Riley absorbió la presión de sus labios, la calidez de su aliento sobre los dedos, el calor inconfundible y la admiración en sus ojos, el hormigueo que le subió por los brazos. El corazón le dio un vuelco, igual que cuando entró en la tienda en la feria. Vestido en ese momento con unos pantalones oscuros y una impecable camisa blanca, era incluso más guapo de lo que recordaba. Hombros anchos, cintura estrecha, piernas largas. Un metro ochenta y cinco, calculó. La altura idónea. Tuvo que contener la mano para no mesarle el pelo revuelto y acariciarle la mejilla.

Respiró hondo para controlar la voz antes de hablar.

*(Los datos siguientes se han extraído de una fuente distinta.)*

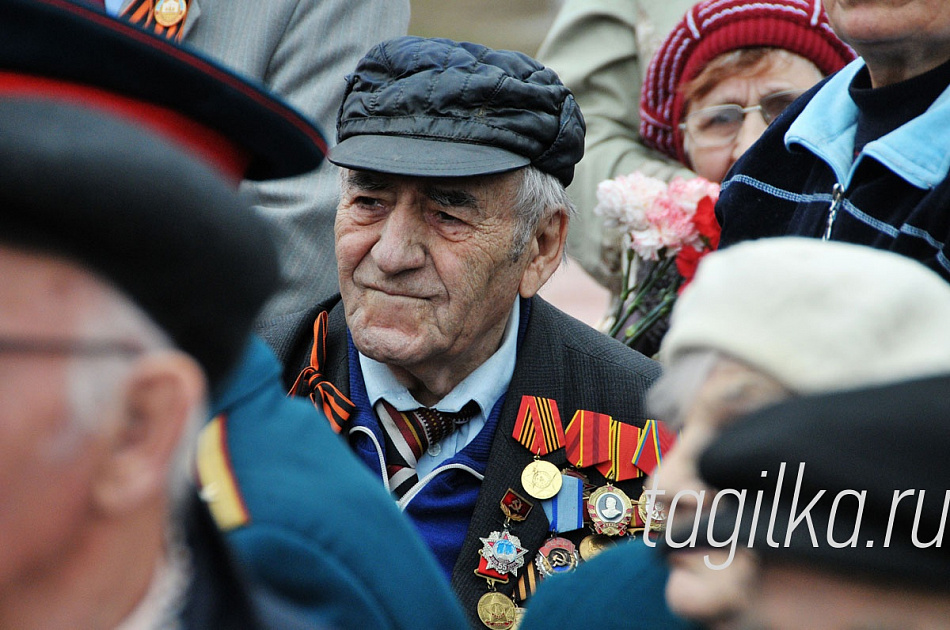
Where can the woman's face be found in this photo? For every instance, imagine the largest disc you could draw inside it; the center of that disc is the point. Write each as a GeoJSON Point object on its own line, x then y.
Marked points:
{"type": "Point", "coordinates": [779, 71]}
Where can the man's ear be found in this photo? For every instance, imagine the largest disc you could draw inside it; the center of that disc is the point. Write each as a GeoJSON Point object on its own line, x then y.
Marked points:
{"type": "Point", "coordinates": [164, 391]}
{"type": "Point", "coordinates": [546, 250]}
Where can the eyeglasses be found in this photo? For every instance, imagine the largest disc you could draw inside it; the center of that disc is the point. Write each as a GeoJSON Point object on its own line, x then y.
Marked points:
{"type": "Point", "coordinates": [83, 347]}
{"type": "Point", "coordinates": [718, 126]}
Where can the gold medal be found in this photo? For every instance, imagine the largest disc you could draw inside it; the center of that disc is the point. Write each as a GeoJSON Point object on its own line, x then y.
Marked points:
{"type": "Point", "coordinates": [169, 12]}
{"type": "Point", "coordinates": [556, 555]}
{"type": "Point", "coordinates": [497, 611]}
{"type": "Point", "coordinates": [610, 511]}
{"type": "Point", "coordinates": [541, 479]}
{"type": "Point", "coordinates": [593, 545]}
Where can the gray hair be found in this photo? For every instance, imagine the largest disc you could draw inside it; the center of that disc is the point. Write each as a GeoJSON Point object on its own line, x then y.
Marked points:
{"type": "Point", "coordinates": [539, 195]}
{"type": "Point", "coordinates": [672, 395]}
{"type": "Point", "coordinates": [94, 384]}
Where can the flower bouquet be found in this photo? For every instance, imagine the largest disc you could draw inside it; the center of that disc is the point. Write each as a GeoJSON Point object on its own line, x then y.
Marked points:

– ¿Qué dijo esa adivina sobre mí?

– Que yo me sentía muy atraído por ti. No podía haber sido más certera. Y que el sentimiento era recíproco.

– Una adivina inteligente.

Él esbozó una sonrisa lenta y conquistadora. Santo cielo. ¿Qué no podía hacer con una sonrisa? Estaba impaciente por descubrir lo que era capaz de realizar con un beso. Le entregó la bolsa que llevaba.

– Te olvidaste esto en la tienda.

Él la aceptó y rió al ver el hipopótamo de peluche en el interior.

– Gracias. Aunque no me sorprende haberlo olvidado. La adivina me distrajo mucho -le indicó el reservado acogedor-. ¿Quieres sentarte? Riley asintió, luego, agradecida, se deslizó en el asiento curvo, ya que no sentía muy sólidas las piernas. Él se sentó a su lado y la rozó con el muslo, provocándole una sacudida de excitación. Mientras dejaba la bolsa que le había dado junto a los pies, ella observó la botella de vino que se enfriaba en una cubitera junto a la mesa y sonrió.